OUR STORY
The Hallock Farm
Hallockville Museum Farm was created to preserve and interpret the history of farming on the North Fork of Long Island. The Museum got its start with the preservation of the Hallock Homestead. The original portion of the homestead was built in 1765 by Ruben Brown. Ezra Hallock bought the farm and lived in the house sometime after the Revolution . In 1801, Ezra sold the sixty-acre farm and buildings to his brother Captain Zachariah Hallock (1749-1820) for his son Zachariah Hallock 2nd (1776-1854). Zachariah 2nd was married in 1800 and he and his descendents lived in the homestead until 1979 when his great-granddaughter Ella Hallock moved out at age 95 to a nursing home in Riverhead where she died at the age of 100 in 1985. Capt. Zachariah did not live here but in a house further east.
The Museum gains its name of Hallockville from the Puritan tradition of carving out a piece of the family farm for male heirs of marrying age. By the latter part of the 1800’s many of the houses along Sound Avenue belonged to descendants of Capt. Zachariah Hallock causing locals to refer to the area as “Hallockville.”
The Immigrant Experience
During the early 1900s, a transition began to occur along Sound Avenue as immigrants from Eastern Europe moved into the area and began to purchase farms. At Hallockville, you will find several transition houses. Aunt Frances Hallock’s washhouse became the “little house” for the Polish immigrant Trubisz family. This family lived in the little house until they were able to build a larger house. Another transition house at Hallockville is the Hudson-Sydlowski house. Currently used for exhibit space, gift shop and offices, the Hudson-Sydlowski house was built by English farmers but later was purchased by another Polish farm family – the Sydlowski’s.
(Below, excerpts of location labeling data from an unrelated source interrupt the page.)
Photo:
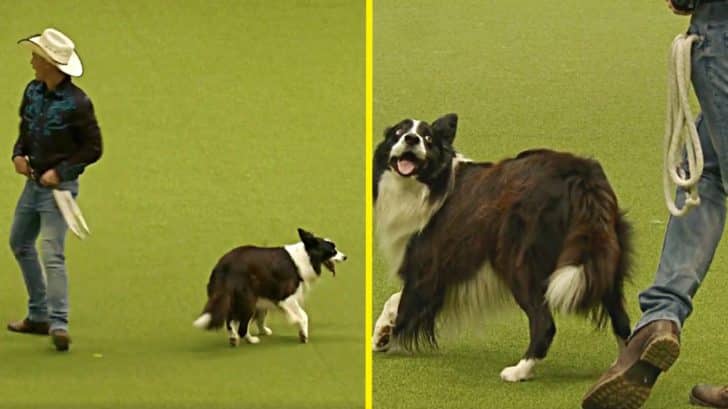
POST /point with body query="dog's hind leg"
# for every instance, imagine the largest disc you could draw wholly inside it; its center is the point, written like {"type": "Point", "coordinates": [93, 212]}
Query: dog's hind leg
{"type": "Point", "coordinates": [542, 330]}
{"type": "Point", "coordinates": [260, 314]}
{"type": "Point", "coordinates": [385, 324]}
{"type": "Point", "coordinates": [296, 315]}
{"type": "Point", "coordinates": [614, 305]}
{"type": "Point", "coordinates": [242, 312]}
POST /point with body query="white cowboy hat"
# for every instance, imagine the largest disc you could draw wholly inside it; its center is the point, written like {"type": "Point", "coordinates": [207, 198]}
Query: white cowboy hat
{"type": "Point", "coordinates": [56, 48]}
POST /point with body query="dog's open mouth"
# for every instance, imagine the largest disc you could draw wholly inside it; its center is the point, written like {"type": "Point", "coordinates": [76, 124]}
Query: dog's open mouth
{"type": "Point", "coordinates": [407, 164]}
{"type": "Point", "coordinates": [330, 266]}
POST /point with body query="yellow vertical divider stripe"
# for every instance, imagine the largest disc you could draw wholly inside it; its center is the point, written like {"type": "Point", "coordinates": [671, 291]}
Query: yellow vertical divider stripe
{"type": "Point", "coordinates": [369, 90]}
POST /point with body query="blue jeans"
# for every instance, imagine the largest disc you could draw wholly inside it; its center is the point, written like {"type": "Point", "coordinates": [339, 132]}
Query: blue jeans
{"type": "Point", "coordinates": [691, 240]}
{"type": "Point", "coordinates": [37, 214]}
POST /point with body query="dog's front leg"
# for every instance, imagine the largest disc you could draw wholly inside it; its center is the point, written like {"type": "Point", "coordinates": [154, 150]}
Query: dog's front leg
{"type": "Point", "coordinates": [296, 315]}
{"type": "Point", "coordinates": [385, 324]}
{"type": "Point", "coordinates": [233, 337]}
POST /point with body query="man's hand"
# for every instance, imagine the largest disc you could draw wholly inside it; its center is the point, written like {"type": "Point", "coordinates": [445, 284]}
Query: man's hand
{"type": "Point", "coordinates": [677, 11]}
{"type": "Point", "coordinates": [21, 165]}
{"type": "Point", "coordinates": [50, 178]}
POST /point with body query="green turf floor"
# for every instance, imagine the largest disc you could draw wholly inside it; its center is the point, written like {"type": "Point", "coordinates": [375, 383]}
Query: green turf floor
{"type": "Point", "coordinates": [584, 76]}
{"type": "Point", "coordinates": [224, 123]}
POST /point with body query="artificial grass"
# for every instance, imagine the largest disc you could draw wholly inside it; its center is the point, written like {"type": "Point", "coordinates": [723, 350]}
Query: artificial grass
{"type": "Point", "coordinates": [587, 77]}
{"type": "Point", "coordinates": [224, 123]}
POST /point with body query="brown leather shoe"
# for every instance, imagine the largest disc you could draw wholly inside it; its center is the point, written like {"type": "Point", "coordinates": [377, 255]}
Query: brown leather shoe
{"type": "Point", "coordinates": [61, 339]}
{"type": "Point", "coordinates": [710, 396]}
{"type": "Point", "coordinates": [627, 384]}
{"type": "Point", "coordinates": [27, 326]}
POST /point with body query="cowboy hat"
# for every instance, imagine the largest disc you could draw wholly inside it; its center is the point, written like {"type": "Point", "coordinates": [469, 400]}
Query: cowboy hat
{"type": "Point", "coordinates": [56, 48]}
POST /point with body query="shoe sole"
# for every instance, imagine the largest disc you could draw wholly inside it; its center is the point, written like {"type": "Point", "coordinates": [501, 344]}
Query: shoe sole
{"type": "Point", "coordinates": [61, 342]}
{"type": "Point", "coordinates": [631, 388]}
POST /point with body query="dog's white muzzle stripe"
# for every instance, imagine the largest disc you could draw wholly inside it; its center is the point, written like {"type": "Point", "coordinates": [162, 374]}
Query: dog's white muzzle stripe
{"type": "Point", "coordinates": [339, 257]}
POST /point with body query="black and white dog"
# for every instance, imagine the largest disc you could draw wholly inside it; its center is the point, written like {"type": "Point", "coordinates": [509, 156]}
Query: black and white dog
{"type": "Point", "coordinates": [248, 281]}
{"type": "Point", "coordinates": [543, 227]}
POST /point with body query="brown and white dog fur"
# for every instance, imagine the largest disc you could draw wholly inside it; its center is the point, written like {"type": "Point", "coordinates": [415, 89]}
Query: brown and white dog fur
{"type": "Point", "coordinates": [543, 228]}
{"type": "Point", "coordinates": [248, 281]}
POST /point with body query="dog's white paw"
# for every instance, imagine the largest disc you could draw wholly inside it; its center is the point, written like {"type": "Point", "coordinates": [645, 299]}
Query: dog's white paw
{"type": "Point", "coordinates": [520, 372]}
{"type": "Point", "coordinates": [252, 339]}
{"type": "Point", "coordinates": [381, 338]}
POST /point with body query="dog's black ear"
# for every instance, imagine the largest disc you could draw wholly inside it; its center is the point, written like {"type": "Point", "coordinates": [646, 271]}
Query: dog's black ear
{"type": "Point", "coordinates": [389, 131]}
{"type": "Point", "coordinates": [305, 236]}
{"type": "Point", "coordinates": [445, 127]}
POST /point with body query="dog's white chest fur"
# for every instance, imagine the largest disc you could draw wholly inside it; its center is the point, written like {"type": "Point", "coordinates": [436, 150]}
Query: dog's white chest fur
{"type": "Point", "coordinates": [402, 209]}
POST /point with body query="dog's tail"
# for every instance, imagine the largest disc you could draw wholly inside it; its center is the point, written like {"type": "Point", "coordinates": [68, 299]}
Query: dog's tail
{"type": "Point", "coordinates": [595, 257]}
{"type": "Point", "coordinates": [219, 302]}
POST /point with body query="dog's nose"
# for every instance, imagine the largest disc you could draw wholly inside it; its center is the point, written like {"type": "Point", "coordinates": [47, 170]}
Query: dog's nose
{"type": "Point", "coordinates": [411, 139]}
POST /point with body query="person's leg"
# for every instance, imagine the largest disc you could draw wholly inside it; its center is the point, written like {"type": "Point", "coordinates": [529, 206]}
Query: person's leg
{"type": "Point", "coordinates": [690, 241]}
{"type": "Point", "coordinates": [689, 245]}
{"type": "Point", "coordinates": [53, 230]}
{"type": "Point", "coordinates": [23, 234]}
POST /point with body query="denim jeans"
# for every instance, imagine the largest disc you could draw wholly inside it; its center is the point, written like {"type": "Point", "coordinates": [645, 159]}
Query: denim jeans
{"type": "Point", "coordinates": [691, 240]}
{"type": "Point", "coordinates": [37, 214]}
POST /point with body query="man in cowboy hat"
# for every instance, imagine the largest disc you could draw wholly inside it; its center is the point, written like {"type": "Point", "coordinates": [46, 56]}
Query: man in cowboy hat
{"type": "Point", "coordinates": [59, 137]}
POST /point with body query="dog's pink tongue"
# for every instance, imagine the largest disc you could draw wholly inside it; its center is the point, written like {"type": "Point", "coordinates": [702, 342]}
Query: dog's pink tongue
{"type": "Point", "coordinates": [405, 167]}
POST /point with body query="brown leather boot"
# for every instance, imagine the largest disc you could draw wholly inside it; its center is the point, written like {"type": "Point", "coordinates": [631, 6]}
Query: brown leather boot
{"type": "Point", "coordinates": [627, 384]}
{"type": "Point", "coordinates": [710, 396]}
{"type": "Point", "coordinates": [27, 326]}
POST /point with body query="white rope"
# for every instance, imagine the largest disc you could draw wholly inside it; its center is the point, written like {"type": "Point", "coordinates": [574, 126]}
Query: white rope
{"type": "Point", "coordinates": [71, 213]}
{"type": "Point", "coordinates": [679, 117]}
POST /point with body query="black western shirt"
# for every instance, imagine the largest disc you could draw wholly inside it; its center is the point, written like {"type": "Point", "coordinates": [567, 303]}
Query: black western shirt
{"type": "Point", "coordinates": [58, 130]}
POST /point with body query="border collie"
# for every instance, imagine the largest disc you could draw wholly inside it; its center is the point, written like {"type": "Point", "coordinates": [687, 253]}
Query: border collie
{"type": "Point", "coordinates": [248, 281]}
{"type": "Point", "coordinates": [543, 227]}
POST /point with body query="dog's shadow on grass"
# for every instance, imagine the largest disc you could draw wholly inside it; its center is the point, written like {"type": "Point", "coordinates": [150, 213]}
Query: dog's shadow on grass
{"type": "Point", "coordinates": [565, 369]}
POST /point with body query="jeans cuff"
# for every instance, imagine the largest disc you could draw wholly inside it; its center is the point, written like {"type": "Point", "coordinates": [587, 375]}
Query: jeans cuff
{"type": "Point", "coordinates": [649, 318]}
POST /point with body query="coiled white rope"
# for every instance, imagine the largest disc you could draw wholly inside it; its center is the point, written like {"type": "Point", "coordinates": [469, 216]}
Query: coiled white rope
{"type": "Point", "coordinates": [679, 117]}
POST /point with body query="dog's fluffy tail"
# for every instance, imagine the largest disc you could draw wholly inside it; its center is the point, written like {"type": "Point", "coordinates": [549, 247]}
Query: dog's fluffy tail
{"type": "Point", "coordinates": [218, 304]}
{"type": "Point", "coordinates": [595, 259]}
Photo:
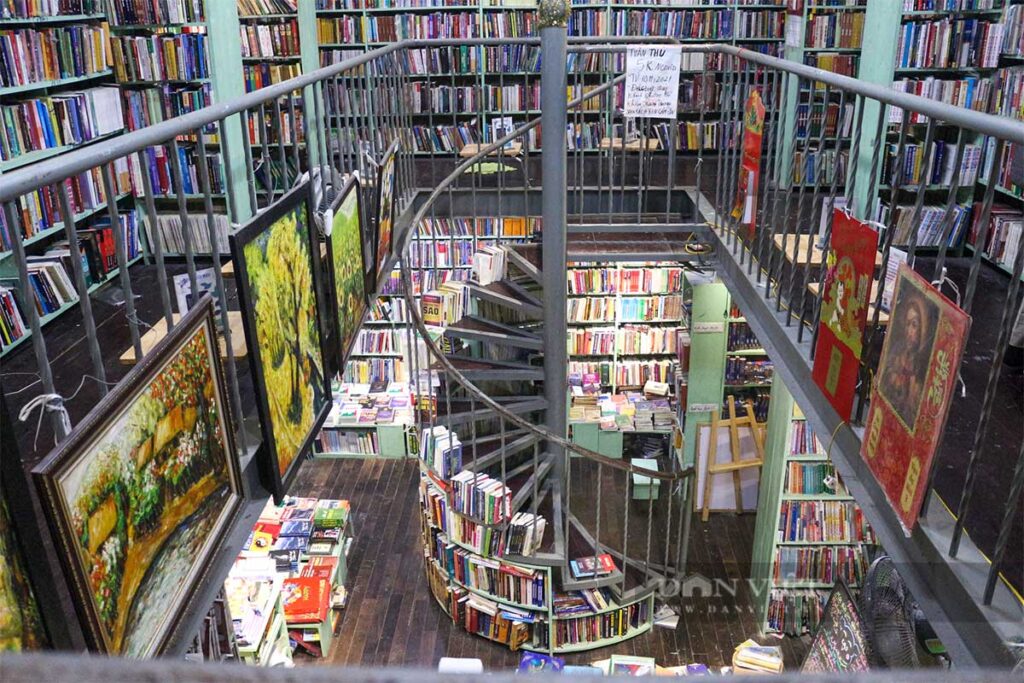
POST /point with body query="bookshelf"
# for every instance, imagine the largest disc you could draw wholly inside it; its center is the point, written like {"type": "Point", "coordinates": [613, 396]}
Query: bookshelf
{"type": "Point", "coordinates": [725, 359]}
{"type": "Point", "coordinates": [477, 581]}
{"type": "Point", "coordinates": [824, 537]}
{"type": "Point", "coordinates": [624, 322]}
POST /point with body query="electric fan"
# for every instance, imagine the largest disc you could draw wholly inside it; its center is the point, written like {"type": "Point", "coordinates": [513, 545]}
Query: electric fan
{"type": "Point", "coordinates": [888, 610]}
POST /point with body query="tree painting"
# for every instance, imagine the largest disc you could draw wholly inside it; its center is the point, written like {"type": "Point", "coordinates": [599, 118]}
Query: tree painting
{"type": "Point", "coordinates": [281, 281]}
{"type": "Point", "coordinates": [349, 284]}
{"type": "Point", "coordinates": [153, 472]}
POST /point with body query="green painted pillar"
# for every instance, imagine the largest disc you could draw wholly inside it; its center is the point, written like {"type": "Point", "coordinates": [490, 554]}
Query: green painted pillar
{"type": "Point", "coordinates": [310, 62]}
{"type": "Point", "coordinates": [707, 375]}
{"type": "Point", "coordinates": [224, 48]}
{"type": "Point", "coordinates": [878, 59]}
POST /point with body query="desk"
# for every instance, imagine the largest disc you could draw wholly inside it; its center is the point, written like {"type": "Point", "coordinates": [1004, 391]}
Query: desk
{"type": "Point", "coordinates": [645, 487]}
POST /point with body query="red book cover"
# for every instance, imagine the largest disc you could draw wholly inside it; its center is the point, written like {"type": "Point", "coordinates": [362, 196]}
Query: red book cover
{"type": "Point", "coordinates": [844, 309]}
{"type": "Point", "coordinates": [305, 599]}
{"type": "Point", "coordinates": [911, 392]}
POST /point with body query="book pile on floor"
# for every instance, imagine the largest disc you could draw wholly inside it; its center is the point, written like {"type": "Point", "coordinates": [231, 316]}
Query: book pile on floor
{"type": "Point", "coordinates": [286, 589]}
{"type": "Point", "coordinates": [752, 657]}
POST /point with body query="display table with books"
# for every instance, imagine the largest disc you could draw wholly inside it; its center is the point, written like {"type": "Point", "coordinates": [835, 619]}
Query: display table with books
{"type": "Point", "coordinates": [286, 590]}
{"type": "Point", "coordinates": [367, 420]}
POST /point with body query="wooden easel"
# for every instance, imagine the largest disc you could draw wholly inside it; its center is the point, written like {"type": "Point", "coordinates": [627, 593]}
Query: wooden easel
{"type": "Point", "coordinates": [735, 464]}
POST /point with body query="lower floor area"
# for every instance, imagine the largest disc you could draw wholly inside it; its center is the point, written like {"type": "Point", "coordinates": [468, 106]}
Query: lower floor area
{"type": "Point", "coordinates": [391, 619]}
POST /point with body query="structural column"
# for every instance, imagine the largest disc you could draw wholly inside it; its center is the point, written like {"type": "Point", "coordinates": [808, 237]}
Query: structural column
{"type": "Point", "coordinates": [554, 16]}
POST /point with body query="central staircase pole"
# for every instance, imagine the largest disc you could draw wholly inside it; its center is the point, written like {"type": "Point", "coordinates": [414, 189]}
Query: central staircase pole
{"type": "Point", "coordinates": [554, 16]}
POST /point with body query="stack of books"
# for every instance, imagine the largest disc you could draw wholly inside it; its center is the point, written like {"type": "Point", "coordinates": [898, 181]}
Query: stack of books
{"type": "Point", "coordinates": [751, 657]}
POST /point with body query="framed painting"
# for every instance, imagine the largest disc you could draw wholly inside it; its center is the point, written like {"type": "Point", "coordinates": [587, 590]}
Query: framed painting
{"type": "Point", "coordinates": [840, 644]}
{"type": "Point", "coordinates": [385, 209]}
{"type": "Point", "coordinates": [142, 492]}
{"type": "Point", "coordinates": [912, 390]}
{"type": "Point", "coordinates": [278, 285]}
{"type": "Point", "coordinates": [346, 283]}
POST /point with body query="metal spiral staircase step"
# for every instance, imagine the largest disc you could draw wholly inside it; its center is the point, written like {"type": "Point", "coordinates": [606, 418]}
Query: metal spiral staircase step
{"type": "Point", "coordinates": [473, 328]}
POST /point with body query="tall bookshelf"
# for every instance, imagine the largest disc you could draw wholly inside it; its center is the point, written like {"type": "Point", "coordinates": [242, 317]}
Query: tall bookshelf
{"type": "Point", "coordinates": [56, 97]}
{"type": "Point", "coordinates": [506, 598]}
{"type": "Point", "coordinates": [808, 534]}
{"type": "Point", "coordinates": [622, 330]}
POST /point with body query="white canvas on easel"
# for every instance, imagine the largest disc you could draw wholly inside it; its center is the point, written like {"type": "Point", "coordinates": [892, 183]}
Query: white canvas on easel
{"type": "Point", "coordinates": [723, 497]}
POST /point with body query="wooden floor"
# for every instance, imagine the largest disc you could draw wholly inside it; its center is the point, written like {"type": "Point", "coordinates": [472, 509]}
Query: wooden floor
{"type": "Point", "coordinates": [393, 621]}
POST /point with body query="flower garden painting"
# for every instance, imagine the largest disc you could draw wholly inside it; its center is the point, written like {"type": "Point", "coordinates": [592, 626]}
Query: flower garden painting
{"type": "Point", "coordinates": [346, 256]}
{"type": "Point", "coordinates": [143, 492]}
{"type": "Point", "coordinates": [280, 303]}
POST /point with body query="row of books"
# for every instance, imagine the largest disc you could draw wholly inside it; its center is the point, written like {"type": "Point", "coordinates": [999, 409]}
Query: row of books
{"type": "Point", "coordinates": [12, 324]}
{"type": "Point", "coordinates": [38, 55]}
{"type": "Point", "coordinates": [820, 564]}
{"type": "Point", "coordinates": [366, 371]}
{"type": "Point", "coordinates": [145, 107]}
{"type": "Point", "coordinates": [27, 9]}
{"type": "Point", "coordinates": [741, 338]}
{"type": "Point", "coordinates": [845, 30]}
{"type": "Point", "coordinates": [652, 280]}
{"type": "Point", "coordinates": [949, 43]}
{"type": "Point", "coordinates": [446, 304]}
{"type": "Point", "coordinates": [1003, 233]}
{"type": "Point", "coordinates": [713, 25]}
{"type": "Point", "coordinates": [467, 59]}
{"type": "Point", "coordinates": [744, 371]}
{"type": "Point", "coordinates": [40, 209]}
{"type": "Point", "coordinates": [146, 12]}
{"type": "Point", "coordinates": [46, 123]}
{"type": "Point", "coordinates": [932, 225]}
{"type": "Point", "coordinates": [270, 40]}
{"type": "Point", "coordinates": [379, 341]}
{"type": "Point", "coordinates": [480, 497]}
{"type": "Point", "coordinates": [921, 165]}
{"type": "Point", "coordinates": [972, 92]}
{"type": "Point", "coordinates": [260, 75]}
{"type": "Point", "coordinates": [363, 442]}
{"type": "Point", "coordinates": [626, 373]}
{"type": "Point", "coordinates": [468, 98]}
{"type": "Point", "coordinates": [260, 7]}
{"type": "Point", "coordinates": [811, 118]}
{"type": "Point", "coordinates": [811, 478]}
{"type": "Point", "coordinates": [582, 630]}
{"type": "Point", "coordinates": [832, 521]}
{"type": "Point", "coordinates": [507, 226]}
{"type": "Point", "coordinates": [508, 582]}
{"type": "Point", "coordinates": [164, 57]}
{"type": "Point", "coordinates": [803, 440]}
{"type": "Point", "coordinates": [820, 166]}
{"type": "Point", "coordinates": [796, 612]}
{"type": "Point", "coordinates": [174, 239]}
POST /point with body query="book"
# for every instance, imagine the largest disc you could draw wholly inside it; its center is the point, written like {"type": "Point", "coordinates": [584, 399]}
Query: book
{"type": "Point", "coordinates": [591, 566]}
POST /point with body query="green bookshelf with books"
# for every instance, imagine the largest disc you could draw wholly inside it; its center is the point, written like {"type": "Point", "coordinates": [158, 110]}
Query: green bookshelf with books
{"type": "Point", "coordinates": [810, 532]}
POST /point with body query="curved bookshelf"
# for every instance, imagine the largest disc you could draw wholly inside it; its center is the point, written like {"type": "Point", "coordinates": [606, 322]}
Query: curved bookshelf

By the 1930s, more than 80% of the homes along Sound Avenue had been purchased by Eastern European immigrants. Konstanty and Adela Cichanowicz, built a house in 1930 on the footprint of the Isaiah Hallock house (probably to utilize the hand dug well still behind the house and parts of the original foundation.). Similar to the Trubisz family, the Cichanowicz family also lived in a “little house” on the property while they waited for their new home to be completed. Hallockville offers tours of the Cichanowicz farmhouse.